“Evaluating the World Model Implicit in a Generative Model”, 2024-06-06 (; similar):
[Twitter, Github] Recent work suggests that large language models may implicitly learn world models. How should we assess this possibility? We formalize this question for the case where the underlying reality is governed by a deterministic finite automaton. This includes problems as diverse as simple logical reasoning, geographic navigation, game-playing, and chemistry.
We propose new evaluation metrics for world model recovery inspired by the classic Myhill-Nerode theorem from language theory. We illustrate their utility in 3 domains: game playing [Othello], logic puzzles, and navigation [taxi cab driving in NYC]. In all domains, the generative models we consider do well on existing diagnostics for assessing world models, but our evaluation metrics reveal their world models to be far less coherent than they appear.
Such incoherence creates fragility: using a generative model to solve related but subtly different tasks can lead it to fail badly. Building generative models that meaningfully capture the underlying logic of the domains they model would be immensely valuable; our results suggest new ways to assess how close a given model is to that goal.
…We apply our metrics to the two Othello sequence models considered by et al 2023: one trained on real games from Othello championship tournaments and another trained on synthetic games. Table 6 in Appendix F shows the result of the metrics in both settings. The model trained on real games performs poorly on both compression and distinction metrics, failing to group together most pairs of game openings that lead to the same board.

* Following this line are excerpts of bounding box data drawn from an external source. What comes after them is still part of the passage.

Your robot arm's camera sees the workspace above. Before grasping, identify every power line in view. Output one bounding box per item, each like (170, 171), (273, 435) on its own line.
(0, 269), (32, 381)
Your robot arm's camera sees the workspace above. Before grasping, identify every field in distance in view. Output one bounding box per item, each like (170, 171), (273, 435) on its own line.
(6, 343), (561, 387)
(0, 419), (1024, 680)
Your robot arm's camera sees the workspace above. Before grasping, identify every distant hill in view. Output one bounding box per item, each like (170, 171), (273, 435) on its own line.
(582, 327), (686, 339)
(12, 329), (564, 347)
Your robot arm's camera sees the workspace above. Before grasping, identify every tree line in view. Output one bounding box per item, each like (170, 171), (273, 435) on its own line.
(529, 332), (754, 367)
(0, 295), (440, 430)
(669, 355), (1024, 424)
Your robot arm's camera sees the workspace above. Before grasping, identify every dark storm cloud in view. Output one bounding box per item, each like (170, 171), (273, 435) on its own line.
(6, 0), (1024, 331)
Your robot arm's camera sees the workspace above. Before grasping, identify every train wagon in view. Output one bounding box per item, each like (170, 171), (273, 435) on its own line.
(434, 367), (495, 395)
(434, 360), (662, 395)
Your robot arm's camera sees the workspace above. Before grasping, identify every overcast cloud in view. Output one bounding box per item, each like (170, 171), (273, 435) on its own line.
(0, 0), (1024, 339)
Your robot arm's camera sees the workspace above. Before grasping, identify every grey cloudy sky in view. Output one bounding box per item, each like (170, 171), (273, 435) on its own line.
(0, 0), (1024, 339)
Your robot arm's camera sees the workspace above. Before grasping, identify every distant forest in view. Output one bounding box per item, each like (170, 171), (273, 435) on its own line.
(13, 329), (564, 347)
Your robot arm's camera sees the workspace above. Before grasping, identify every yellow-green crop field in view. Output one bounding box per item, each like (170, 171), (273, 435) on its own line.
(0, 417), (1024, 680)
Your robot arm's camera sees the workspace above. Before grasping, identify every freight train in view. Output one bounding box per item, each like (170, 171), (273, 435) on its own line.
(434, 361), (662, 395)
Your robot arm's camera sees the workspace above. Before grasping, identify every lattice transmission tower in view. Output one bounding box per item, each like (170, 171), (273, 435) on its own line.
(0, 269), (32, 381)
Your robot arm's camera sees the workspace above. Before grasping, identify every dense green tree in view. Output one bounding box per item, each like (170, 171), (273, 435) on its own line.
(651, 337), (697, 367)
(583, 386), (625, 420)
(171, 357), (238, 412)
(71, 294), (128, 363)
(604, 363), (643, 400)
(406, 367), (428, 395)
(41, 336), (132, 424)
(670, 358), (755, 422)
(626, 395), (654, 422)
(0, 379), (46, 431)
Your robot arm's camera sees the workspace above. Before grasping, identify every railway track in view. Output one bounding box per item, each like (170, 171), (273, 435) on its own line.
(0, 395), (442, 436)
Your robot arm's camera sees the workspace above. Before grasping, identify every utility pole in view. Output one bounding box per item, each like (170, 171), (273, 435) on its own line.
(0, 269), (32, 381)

In contrast, the model trained on synthetic games performs well on both metrics. This distinction is not captured by the existing metrics, which show both models performing similarly. Similar to the navigation setting, we again find that models trained on random/synthetic data recover more world structure than those trained on real-world data.
[So training on-policy on rollouts of learned models would tend to patch up errors, particularly as more causal interventions are made and the world-model becomes more robust.]